Using High-Risk AI in the UK: How to Integrate BS 9347 into Your ISO 42001 AI Management System - Anekanta®AI and Anekanta®Consulting | AI Strategy | Risk | Literacy

AI Risk Management Through Standards

Artificial intelligence (AI) is increasingly shaping high-stakes domains such as healthcare, financial services, law enforcement, security, infrastructure and education. With its transformative potential come ethical, operational, and societal risks. To manage these, standards like ISO/IEC 42001 offer a comprehensive governance framework, while sector-specific standards provide detailed guidance for addressing high-risk applications. Anekanta®’s article uses BS 9347 Facial recognition technology – Ethical use and deployment in video surveillance-based systems – Code of practice as an example of a high-risk AI standard to illustrate how sector and AI risk-specific standards may be seamlessly integrated into the ISO/IEC 42001 framework to ensure effective governance, risk treatment, and ongoing management of AI systems. This article is illustrative and provides a non-exhaustive high-level overview. For specialised guidance on the planning and implementation of both standards contact Anekanta® directly.

The Global Context for AI Governance

AI risk management is now a global priority. Frameworks such as the EU AI Act and the OECD AI principles underscore the importance of ethical AI development and deployment. In the UK, where the development of specific AI legislation or regulation is at the early stages, standards like ISO/IEC 42001 are vital in providing a structured approach to AI governance, while sector-specific standards such as BS 9347 demonstrate how targeted controls can address specific risks. Together, they offer organisations a roadmap to ensure transparency, accountability, and fairness across diverse AI applications.

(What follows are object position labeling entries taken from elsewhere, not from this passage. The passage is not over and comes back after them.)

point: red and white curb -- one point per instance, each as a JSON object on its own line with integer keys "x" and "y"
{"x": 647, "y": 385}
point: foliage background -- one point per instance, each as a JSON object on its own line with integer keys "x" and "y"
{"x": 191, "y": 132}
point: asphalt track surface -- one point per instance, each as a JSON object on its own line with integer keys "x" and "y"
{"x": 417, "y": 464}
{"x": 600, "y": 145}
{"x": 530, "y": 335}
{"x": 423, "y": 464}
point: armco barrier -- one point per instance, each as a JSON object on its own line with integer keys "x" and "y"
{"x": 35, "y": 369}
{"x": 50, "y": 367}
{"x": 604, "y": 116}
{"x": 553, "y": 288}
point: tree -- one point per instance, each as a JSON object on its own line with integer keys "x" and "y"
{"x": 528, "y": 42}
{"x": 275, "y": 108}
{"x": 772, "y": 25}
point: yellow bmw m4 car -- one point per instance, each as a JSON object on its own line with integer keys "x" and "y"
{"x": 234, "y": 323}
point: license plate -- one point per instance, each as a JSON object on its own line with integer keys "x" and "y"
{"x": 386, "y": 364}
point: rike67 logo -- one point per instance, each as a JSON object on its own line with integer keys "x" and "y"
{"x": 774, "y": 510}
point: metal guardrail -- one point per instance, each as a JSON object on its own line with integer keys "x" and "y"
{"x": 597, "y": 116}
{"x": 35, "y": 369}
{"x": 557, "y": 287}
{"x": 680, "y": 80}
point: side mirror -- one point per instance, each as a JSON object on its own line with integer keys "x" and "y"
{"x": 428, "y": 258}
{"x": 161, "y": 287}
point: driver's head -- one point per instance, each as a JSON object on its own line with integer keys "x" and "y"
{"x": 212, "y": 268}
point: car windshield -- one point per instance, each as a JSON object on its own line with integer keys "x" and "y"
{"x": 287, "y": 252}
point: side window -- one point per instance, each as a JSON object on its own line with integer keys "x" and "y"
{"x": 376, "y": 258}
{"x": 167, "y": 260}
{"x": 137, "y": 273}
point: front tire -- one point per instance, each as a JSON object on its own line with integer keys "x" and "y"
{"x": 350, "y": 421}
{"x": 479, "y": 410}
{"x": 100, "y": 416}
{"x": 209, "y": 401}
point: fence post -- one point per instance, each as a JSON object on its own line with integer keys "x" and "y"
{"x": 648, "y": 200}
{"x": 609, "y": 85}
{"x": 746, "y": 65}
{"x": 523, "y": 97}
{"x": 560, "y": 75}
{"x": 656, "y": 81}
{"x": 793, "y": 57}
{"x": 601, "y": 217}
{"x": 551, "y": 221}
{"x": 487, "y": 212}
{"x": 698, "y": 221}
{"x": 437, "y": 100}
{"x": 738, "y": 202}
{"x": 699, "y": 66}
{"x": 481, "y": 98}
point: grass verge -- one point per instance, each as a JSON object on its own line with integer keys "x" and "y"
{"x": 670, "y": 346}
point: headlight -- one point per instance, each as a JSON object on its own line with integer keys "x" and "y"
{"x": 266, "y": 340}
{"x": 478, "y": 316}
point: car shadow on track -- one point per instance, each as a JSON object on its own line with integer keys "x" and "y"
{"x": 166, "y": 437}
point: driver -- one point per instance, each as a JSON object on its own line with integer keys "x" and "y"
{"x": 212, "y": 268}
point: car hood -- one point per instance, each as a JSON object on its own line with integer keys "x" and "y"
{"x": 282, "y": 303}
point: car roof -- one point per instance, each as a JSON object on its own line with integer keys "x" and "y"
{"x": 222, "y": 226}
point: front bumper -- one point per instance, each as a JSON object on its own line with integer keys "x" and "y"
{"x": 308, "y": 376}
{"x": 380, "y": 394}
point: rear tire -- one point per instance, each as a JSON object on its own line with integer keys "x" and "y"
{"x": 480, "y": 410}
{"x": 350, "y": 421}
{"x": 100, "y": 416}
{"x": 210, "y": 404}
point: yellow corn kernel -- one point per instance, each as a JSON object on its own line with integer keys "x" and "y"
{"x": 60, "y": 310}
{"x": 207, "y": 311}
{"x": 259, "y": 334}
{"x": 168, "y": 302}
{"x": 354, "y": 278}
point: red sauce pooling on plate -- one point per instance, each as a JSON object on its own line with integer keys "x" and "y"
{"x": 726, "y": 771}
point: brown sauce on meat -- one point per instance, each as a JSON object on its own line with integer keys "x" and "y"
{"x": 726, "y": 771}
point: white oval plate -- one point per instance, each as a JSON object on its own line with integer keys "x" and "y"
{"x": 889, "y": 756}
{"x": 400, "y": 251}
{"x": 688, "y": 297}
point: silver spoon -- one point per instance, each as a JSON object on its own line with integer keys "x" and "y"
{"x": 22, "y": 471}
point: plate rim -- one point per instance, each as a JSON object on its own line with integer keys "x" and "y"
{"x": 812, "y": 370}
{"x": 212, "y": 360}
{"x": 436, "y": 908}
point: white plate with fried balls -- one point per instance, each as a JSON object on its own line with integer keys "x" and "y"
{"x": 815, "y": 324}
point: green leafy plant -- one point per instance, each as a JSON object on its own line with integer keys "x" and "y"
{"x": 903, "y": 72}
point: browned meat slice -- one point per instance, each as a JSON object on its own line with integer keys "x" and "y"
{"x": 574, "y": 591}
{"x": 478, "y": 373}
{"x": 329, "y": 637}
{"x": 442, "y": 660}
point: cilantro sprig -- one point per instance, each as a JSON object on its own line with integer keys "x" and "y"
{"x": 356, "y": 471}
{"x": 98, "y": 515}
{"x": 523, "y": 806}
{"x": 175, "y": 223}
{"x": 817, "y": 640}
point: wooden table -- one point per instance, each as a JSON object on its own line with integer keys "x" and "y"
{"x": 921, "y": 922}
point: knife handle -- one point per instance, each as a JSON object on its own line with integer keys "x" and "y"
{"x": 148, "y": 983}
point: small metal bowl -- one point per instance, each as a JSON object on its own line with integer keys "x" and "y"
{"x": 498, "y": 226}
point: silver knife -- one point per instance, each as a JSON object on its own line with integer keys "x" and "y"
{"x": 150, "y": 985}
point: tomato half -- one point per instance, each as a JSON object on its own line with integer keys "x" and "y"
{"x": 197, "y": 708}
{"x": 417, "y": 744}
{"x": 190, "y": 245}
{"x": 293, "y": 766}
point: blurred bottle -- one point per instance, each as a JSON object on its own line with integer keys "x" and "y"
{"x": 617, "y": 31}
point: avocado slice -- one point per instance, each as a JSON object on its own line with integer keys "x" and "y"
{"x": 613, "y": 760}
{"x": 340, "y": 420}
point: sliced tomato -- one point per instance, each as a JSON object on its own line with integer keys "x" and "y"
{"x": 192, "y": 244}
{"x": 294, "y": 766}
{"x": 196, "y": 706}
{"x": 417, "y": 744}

ISO/IEC 42001: The Management Platform for AI Systems

ISO/IEC 42001 is a comprehensive management system standard for AI, designed to govern multiple AI systems within an organisation. Its key elements include:

Governance Framework: Establishes policies and controls for AI system development, deployment, and monitoring.
Risk Management: Requires organisations to assess, categorise, mitigate and manage risks associated with their AI systems.
Scalability: Enables oversight of diverse AI systems while addressing sector-specific challenges.

Annex C of ISO/IEC 42001 highlights potential organisational objectives and risk sources, such as data bias, operational safety, and ethical concerns. Annex D provides cross-sector implementation guidance, recognising the unique requirements of industries like healthcare, finance, and public safety.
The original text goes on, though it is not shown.